Des premiers résultats prometteurs
Ce que suggèrent certains des premiers résultats publiés dans eLife, c’est que le rôle du microbiote dépend certainement beaucoup des espèces. « Dans nos modèles théoriques sur des bactéries comme Clostridium difficile, les entérobactéries ou Escherichia coli, il semble jouer un rôle actif dans la dissémination et la résistance alors que, pour d’autres espèces comme le staphylocoque doré, celui-ci paraît moins important », dévoile Lulla Opatowski. Pour cette chercheuse, tous les travaux menés actuellement sur les interactions entre microbiote et antibiorésistance sont plein de promesses. « Dans un contexte où les perspectives de nouveaux antibiotiques restent assez limitées, si l’on arrive à mieux comprendre le rôle du microbiote dans l’acquisition des bactéries résistantes, cela ouvrira la voie à de nouvelles stratégies thérapeutiques qui cibleront spécifiquement le microbiote et la composition des espèces qui le constituent. » « Grâce à nos connaissances sur le microbiote, nous arriverons un jour à contrôler sa colonisation par les bactéries multirésistantes, ajoute Etienne Ruppé. Nous serons alors capables d’éradiquer ou de conserver ces bactéries à très basse concentration, ce qui réduira le risque de transmission et d’infection. Nous aurons aussi à notre disposition de nouvelles armes pour lutter contre l’antibiorésistance. »

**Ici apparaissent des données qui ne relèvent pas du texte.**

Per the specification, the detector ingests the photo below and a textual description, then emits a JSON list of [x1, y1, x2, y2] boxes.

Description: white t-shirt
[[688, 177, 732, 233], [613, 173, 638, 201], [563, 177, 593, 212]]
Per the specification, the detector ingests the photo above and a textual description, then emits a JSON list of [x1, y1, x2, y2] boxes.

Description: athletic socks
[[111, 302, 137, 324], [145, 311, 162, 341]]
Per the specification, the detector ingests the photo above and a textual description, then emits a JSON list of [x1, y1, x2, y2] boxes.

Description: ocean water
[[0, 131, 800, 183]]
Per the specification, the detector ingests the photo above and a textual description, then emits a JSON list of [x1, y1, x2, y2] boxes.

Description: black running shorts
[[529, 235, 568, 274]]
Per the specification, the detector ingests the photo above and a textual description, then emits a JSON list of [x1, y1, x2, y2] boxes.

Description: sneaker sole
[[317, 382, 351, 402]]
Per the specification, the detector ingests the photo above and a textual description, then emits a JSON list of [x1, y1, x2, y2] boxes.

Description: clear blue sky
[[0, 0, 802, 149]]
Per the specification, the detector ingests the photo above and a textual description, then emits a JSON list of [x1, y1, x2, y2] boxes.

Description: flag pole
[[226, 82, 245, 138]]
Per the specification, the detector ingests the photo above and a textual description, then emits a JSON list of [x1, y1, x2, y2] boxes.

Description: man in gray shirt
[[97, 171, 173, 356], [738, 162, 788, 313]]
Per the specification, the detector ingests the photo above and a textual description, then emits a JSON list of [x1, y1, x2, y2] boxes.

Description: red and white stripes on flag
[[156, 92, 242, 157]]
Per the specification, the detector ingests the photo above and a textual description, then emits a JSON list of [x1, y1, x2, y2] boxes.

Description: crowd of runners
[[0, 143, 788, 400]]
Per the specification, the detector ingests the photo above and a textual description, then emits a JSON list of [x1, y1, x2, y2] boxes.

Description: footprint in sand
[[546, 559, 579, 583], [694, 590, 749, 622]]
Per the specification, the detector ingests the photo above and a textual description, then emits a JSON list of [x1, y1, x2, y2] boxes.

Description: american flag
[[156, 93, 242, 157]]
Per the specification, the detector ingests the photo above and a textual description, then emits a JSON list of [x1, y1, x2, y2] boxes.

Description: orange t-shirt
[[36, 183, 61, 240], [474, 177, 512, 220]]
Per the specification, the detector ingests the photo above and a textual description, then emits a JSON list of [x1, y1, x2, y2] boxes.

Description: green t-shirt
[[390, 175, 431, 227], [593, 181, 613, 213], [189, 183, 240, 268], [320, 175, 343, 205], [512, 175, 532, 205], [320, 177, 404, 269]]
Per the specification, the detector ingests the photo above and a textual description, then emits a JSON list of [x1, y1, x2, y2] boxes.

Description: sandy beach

De nouvelles armes qui mettront du temps avant d’arriver sur le marché. « Plus les recherches avancent, plus on se rend compte de la complexité du défi qui nous attend, souligne Etienne Ruppé. Le microbiote est extrêmement variable en fonction des individus. On peut donc craindre que les probiotiques de nouvelle génération fonctionnent bien chez certains, et pas ou mal chez d’autres. Tous ces travaux touchent du doigt le concept de médecine personnalisée qui impliquera de passer en revue des données hypercomplexes pour chaque patient avant de décider quel probiotique lui administrer. » Mais le chercheur se veut optimiste. « En 2030 ou 2040, nous diposerons de tests de microbiote qui fonctionneront, contrairement à ceux qui sont pratiqués aujourd’hui, pronostique-t-il. Des médecins spécialisés en microbiote seront capables de déterminer un diagnostic et de prescrire en préventif ou en curatif le cocktail de souches adapté à un patient en réanimation, sous antibiotique ou sous chimiothérapie. Cocktails que les pharmaciens prépareront et délivreront aussi dans les officines. Mais avant d’en arriver là, il faudra régler la question du prix et de la régulation de ces probiotiques, car aujourd’hui la préservation du microbiote n’est pas un critère de jugement pour les agences du médicament », conclut Etienne Ruppé.